“There’s nothing wrong with wanting your preferred candidate to win, but investors can run into trouble if they place too much importance on election results. That’s because, historically, elections have had little impact on long-term investment returns,” Miller wrote in Can Midterm Elections Move Markets?

“In 2020, many investors feared the ‘blue wave’ scenario, or Democratic sweep,” he continued. “But despite these concerns, the S&P 500 rose 42% in the 14 months following the 2020 election.”

While conventional wisdom would have one think that a president of one party and a congress of another would be a volatility-inducing quagmire, the numbers say just the opposite, according to Detrick.
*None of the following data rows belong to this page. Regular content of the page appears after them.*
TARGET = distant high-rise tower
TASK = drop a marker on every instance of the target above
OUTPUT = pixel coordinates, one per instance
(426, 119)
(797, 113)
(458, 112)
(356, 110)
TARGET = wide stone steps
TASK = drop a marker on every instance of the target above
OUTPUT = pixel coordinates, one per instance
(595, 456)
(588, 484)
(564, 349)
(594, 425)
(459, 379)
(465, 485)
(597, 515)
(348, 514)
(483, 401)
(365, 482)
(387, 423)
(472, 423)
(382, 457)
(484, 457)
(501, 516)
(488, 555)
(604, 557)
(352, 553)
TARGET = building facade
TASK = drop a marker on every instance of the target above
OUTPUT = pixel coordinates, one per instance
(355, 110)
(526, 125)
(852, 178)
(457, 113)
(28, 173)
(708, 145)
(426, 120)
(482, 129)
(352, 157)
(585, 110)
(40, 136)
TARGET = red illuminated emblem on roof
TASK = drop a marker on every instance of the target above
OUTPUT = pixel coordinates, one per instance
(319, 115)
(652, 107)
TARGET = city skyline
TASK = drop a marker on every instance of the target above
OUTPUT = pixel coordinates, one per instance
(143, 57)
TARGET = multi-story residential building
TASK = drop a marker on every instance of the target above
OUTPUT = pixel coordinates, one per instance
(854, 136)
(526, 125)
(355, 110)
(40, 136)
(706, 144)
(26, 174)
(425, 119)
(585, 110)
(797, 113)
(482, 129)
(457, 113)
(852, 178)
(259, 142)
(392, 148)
When he looked at stock market performance based on the party makeup in Washington, D.C., he found that the most profitable combination of all was a Democrat president with a Republican congress. In that scenario, the S&P 500 produced an annual return of 16.3% the year following the election. A Democrat president with a split congress yielded a 13.6% return, while the weakest combination was with a Democrat congress, bringing in a 10.1% return.

Meanwhile, a Republican president with a Democrat congress only yielded a 4.9% return, and with a Republican congress a 6.7% return—both far below what a Democrat president saw. But equity returns under a Republican president with a split congress did as well as under a Democrat president in the same circumstances—13.7%.

“Midterm elections are very important for a lot of reasons,” Detrick concluded. “But the best part for investors is once the election is over, stocks tend to get a nice tailwind.”